Wednesday 4 November 2015

Mean Girls (2004)

(SPOILER ALERT: DO NOT READ THIS POST IF YOU DON'T WANT TO KNOW WHAT HAPPENS TO HIGH-SCHOOL STUDENT DESPOTS.)

[Now for a bust of a breakthrough movie for a couple of stars whose careers have since seen wildly divergent fortunes.]

Mean Girls (2004) is an American teen comedy film, directed by Mark Waters, starring Lindsay Lohan and Rachel McAdams. The screenplay was written by Tina Fey, who also co-stars.

In the end, high-school queen-bee contender, Lindsay Lohan decides there is more to school life than teen machinations (maybe.)

Recently repatriated to the States after a sheltered upbringing in remote Africa, intelligent but socially naive sixteen year old Lohan is thrown into the deep-end of American teenage life when she attends school for the first time.

Totally unprepared for both the demands of education and teenage (mostly female) social cliques, she is offered a lifeline by a pair of student outcasts, in the form of a map that lays bare the prevailing high school pecking order.

As a result of suffering the unwanted innuendo laden attentions of the boyfriend of its leader, Rachel McAdams, Lohan finds herself unexpectedly welcomed into the circle of girls at the pinnacle of the hierarchy.

Sensing an opportunity for revenge against their principle tormentors, Lohan's outcast friends persuade her to sabotage McAdams's group from within, but in the process Lohan becomes just as superficial and venal as the girls themselves.

However, realizing Lohan's treacherous betrayal, McAdams uses the Hoover-esque dossier she has compiled to frame Lohan as the source of all rumour and scandal against everyone at the school, leading to a complete breakdown in order.

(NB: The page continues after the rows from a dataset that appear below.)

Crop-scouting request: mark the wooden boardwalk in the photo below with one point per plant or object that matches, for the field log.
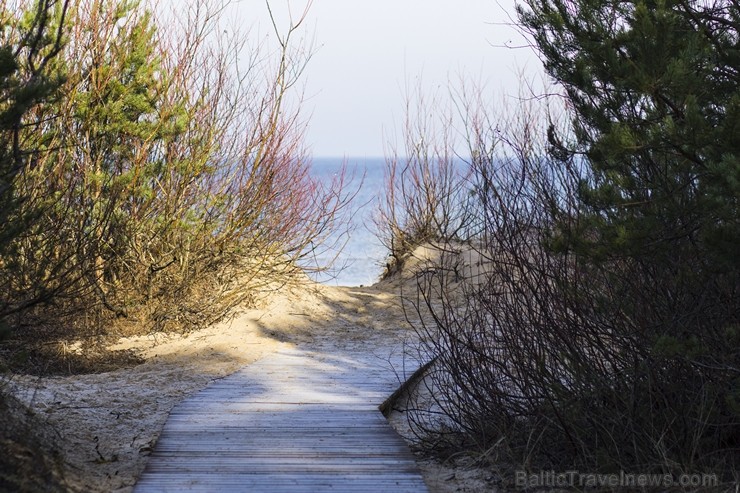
(296, 421)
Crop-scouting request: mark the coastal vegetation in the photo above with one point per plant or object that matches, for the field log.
(586, 316)
(152, 170)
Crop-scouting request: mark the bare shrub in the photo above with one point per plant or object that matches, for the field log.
(547, 359)
(172, 163)
(425, 198)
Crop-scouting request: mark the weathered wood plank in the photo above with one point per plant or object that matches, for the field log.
(295, 421)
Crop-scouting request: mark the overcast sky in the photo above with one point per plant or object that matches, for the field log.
(367, 52)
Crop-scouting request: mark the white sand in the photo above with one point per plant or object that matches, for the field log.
(108, 423)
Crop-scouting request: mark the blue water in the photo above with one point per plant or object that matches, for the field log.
(361, 261)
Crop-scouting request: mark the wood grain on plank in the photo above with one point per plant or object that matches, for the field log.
(295, 421)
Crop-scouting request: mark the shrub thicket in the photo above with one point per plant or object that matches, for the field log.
(598, 327)
(152, 165)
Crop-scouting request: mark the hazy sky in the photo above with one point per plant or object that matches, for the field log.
(367, 52)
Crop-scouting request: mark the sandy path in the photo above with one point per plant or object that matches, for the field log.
(108, 423)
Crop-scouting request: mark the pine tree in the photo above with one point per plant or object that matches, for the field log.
(31, 41)
(655, 86)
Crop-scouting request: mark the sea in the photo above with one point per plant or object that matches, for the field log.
(360, 256)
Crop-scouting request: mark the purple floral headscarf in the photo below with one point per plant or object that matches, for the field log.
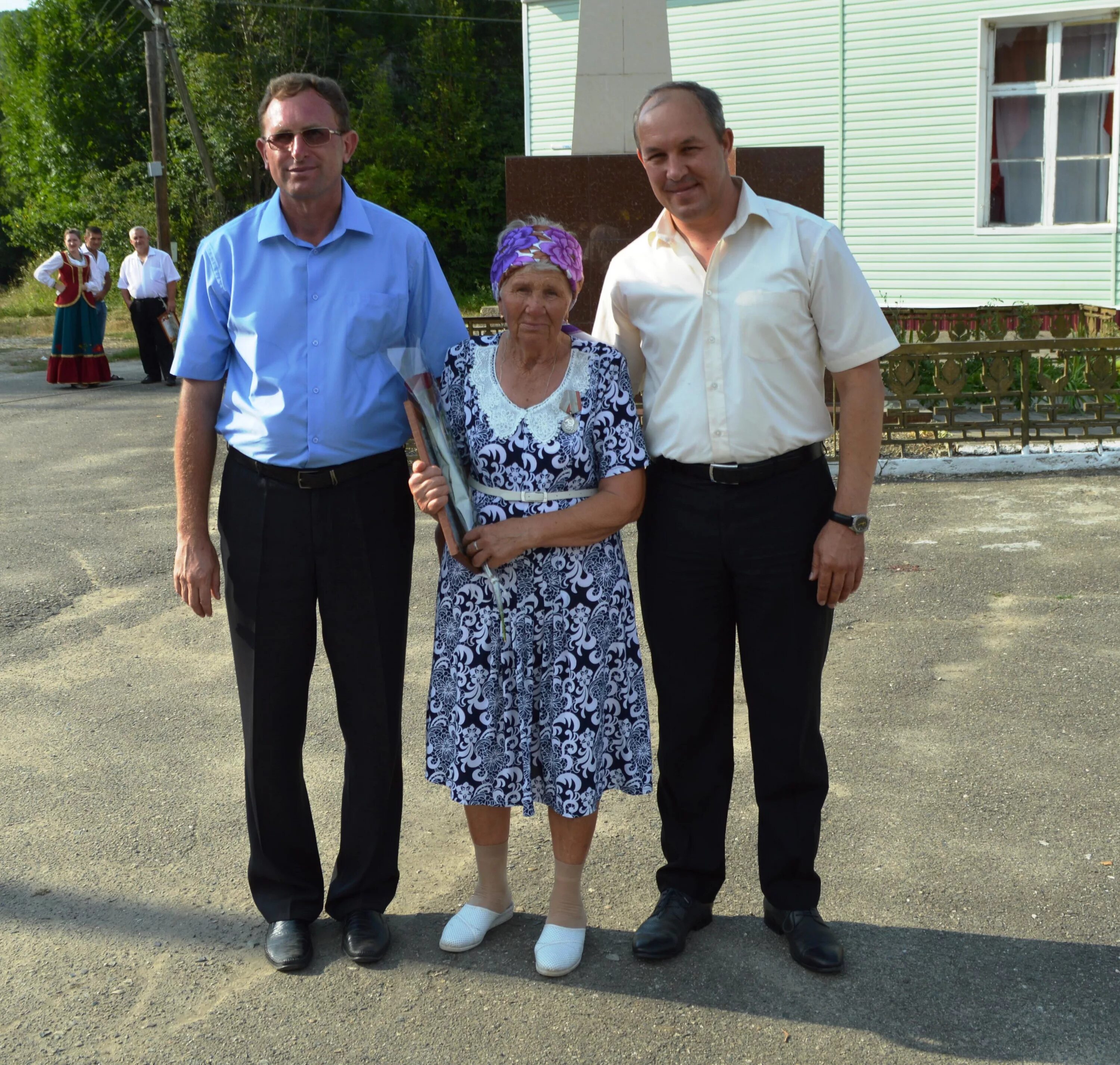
(531, 243)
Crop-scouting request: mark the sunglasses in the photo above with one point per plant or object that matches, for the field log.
(313, 138)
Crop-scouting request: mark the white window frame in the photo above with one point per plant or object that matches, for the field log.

Authority is only restored during an assembly when the plot against the universally derided McAdams is confessed by the students, after which a fleeing and distraught McAdams is run down and almost killed by a school bus.

Atoning for the responsibility she feels, the guilt-ridden Lohan gradually manages to recover her sweet personality and shake off her pariah status.

And after triumphing in an inter-school math competition, is sufficiently rehabilitated to be elected end-of-year dance queen, clearing the way for a new intake of wannabe queen-bees, who she fantasizes will also be hit by a bus.


Much of the comic enjoyment on offer here is, perhaps, more easily appreciated by those, like writer Tina Fey herself, with some age perspective on proceedings. For those still ducking the psychological crossfire raking eleventh grade trenches, Mean Girls can read very much more like its self-help survival guide inspiration. Nevertheless, even if the eventual message is a bit pat, there is more than enough sweet badinage to help the teenage medicine go down.